Write a routine to normalize the numbers...
void normalize(u32 *mantissa, u16 *exponent) {
if(*mantissa == 0) {
*exponent = 0;
return;
}
while(*mantissa & 0xC0000000 != 0) {
*mantissa<<=1;
*exponent--;
}
Then multiplications become
void multiply(u32 *mantissa_1, u16 *exponent_1, u32 *mantissa_1, u16 *exponent_1) {
*mantissa_1 = (u32)(((u64)(*mantissa_1) * (u64)*mantissa_2)>>32);
*exponent_1 = *exponent_1 + *exponent_2;
normalize(&mantissa_1, &exponent_1);
}
Addition is a bit trickier, as you have to put things to a common exponent (whichever is the highest) and then add, and allow for an overflow.

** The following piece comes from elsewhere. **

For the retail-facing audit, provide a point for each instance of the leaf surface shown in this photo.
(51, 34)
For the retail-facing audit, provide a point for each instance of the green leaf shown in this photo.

With that infrastructure the calculation becomes:
void calc(m_x, e_x) {
*m_temp1 = *m_x;
*e_temp1 = *e_x; /* temp_1 = x */
multiply(&m_temp1, &e_temp1, &m_x,& e_x); /* temp_1 = x^2 */
multiply(&m_temp1, &e_temp1, &m_x,& e_x); /* temp_1 = x^3 */
multiply(&m_temp1, &e_temp1, &m_x,& e_x); /* temp_1 = x^4 */
*m_temp2 = *m_temp1; /* temp2 = x^4 */
*e_temp2 = *e_temp1;
multiply(&m_temp1, &e_temp1, &m_x,& e_x); /* temp_1 = x^5 */
multiply(&m_temp1, &e_temp1, &m_const1, e_const1); /* temp1 = const1 * x^5 */
multiply(&m_temp2, &e_temp2, &m_const2, e_const2); /* temp1 = const2 * x^4*/
add((&m_temp1, &e_temp1, &m_temp2, &e_temp2); /* temp1 = const1 * x^5 + const2 * x^4 */
/* K is now in m_temp1 & e_temp1 */
}